We all have blindspots. I love my favourite theories. Writing and then editing my own thoughts has taught me more about my own blindspots than any other teacher. I have areas which I prefer to gloss over. I have mathematical methods which I don’t fully understand. By writing and then reviewing my own work, I have learned to better master my own techniques.
Ultimately I find the feeling of having a coherent theory deeply calming. The further I move through the editing process the calmer I become. By the end, and there is always an end, it is almost with regret that I call a halt and move on to publishing.
This is why I continue to write
I am not an academic any more. I really haven’t been one for almost 2 years now. But I am still a researcher. I do considerable research into the methods behind Inference and Causality Theory. I have spent some time working on systems simulations of the Immune System. And my current project, which I lead, is a €1.3m EU funded project into using Behavioural Modelling to bootstrap statistical machine learning techniques.
I started a blog, partly to improve on my own learning rate, partly to create a repository of ideas which would serve as a public proof that the guy behind Simmunology is not a complete fantasist, and largely because I realised that my own insights into the topics which I write about are at least as profound as those of the other voices out there.
I said that I am a slow learner. I eventually learned that I am actually ridiculously good at: Computational Neuroscience, Mathematical Modelling, Statistical Correctness and Machine Learning. These are topics on which I am inordinately credible and therefore I should go to the effort of being heard on them.
Throughout my career I have had many close friendships with top-level researchers. We have enjoyed exchanging ideas and explaining techniques to one another. Most of my sparring partners have now gone on to become tenure-track or fully tenured professors at institutions such as Harvard and Stanford. This is not by accident. We sought one another out, because we are good at what we do.
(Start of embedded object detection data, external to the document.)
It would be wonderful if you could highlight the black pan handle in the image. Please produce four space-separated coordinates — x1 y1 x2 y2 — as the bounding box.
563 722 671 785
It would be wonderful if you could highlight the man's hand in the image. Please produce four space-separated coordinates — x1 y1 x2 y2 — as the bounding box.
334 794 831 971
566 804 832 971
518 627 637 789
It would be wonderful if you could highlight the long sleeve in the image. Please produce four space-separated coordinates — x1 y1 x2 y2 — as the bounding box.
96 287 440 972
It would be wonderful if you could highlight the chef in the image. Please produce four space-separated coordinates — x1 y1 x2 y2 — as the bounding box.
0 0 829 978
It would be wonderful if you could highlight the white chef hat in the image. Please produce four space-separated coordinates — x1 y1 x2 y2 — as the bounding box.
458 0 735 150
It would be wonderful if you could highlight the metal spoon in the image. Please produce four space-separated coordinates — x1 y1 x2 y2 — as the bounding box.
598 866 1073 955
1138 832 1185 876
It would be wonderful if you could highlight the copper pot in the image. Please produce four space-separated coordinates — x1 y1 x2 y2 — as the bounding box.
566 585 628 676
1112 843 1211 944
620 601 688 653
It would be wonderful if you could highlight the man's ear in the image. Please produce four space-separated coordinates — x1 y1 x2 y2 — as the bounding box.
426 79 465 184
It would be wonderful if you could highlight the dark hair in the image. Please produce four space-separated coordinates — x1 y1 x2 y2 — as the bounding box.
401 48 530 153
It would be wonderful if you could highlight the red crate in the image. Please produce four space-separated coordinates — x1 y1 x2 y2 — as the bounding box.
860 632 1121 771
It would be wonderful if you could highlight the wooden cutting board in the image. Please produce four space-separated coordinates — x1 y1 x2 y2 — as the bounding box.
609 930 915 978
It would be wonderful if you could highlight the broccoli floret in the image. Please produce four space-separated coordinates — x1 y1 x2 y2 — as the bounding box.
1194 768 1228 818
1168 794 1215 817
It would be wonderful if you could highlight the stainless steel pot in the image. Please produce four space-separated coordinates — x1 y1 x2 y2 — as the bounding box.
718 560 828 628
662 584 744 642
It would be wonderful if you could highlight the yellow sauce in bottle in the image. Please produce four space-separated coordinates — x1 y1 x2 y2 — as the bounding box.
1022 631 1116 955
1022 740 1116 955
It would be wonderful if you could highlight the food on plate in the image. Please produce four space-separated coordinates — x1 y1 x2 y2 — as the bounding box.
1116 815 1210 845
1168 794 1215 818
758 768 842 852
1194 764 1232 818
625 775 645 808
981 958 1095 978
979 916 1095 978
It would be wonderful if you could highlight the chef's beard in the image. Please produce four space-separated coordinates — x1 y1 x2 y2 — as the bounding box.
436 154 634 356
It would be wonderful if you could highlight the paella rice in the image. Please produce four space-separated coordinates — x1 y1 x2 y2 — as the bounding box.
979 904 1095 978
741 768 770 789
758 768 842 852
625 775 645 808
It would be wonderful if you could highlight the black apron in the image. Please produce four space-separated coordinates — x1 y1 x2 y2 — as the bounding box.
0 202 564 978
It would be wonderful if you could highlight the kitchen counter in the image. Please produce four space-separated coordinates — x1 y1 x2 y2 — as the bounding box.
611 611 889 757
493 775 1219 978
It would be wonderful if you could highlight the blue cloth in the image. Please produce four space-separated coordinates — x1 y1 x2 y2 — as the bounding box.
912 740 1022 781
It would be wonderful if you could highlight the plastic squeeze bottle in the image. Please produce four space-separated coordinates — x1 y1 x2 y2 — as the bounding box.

My blog is an opportunity to continue these relationships and to develop new ones. I will do my best to continue to produce deep-thought and analysis on topics of interest. And I hope that a self-selecting group will continue to provide me feedback on them.
This is where I will probably end up
I am frequently naive. I get away with this because I am otherwise a high performer. Using my brain to filter for tricks would make me less naive, but it would also slow my thoughts down. That said I can sort of see where this blog might end up.
I do want to be noticed. Or more accurately, I want to be respected by likeminded people and to be allowed to work on things which are important to me. I don’t want to be a publicity whore. But if my blog gains me a reputation as somebody who’s opinion matters on topics such as Data Methods (AI) in Biology then all of this will have been incredibly worthwhile.
Until then, the writing is its own reward.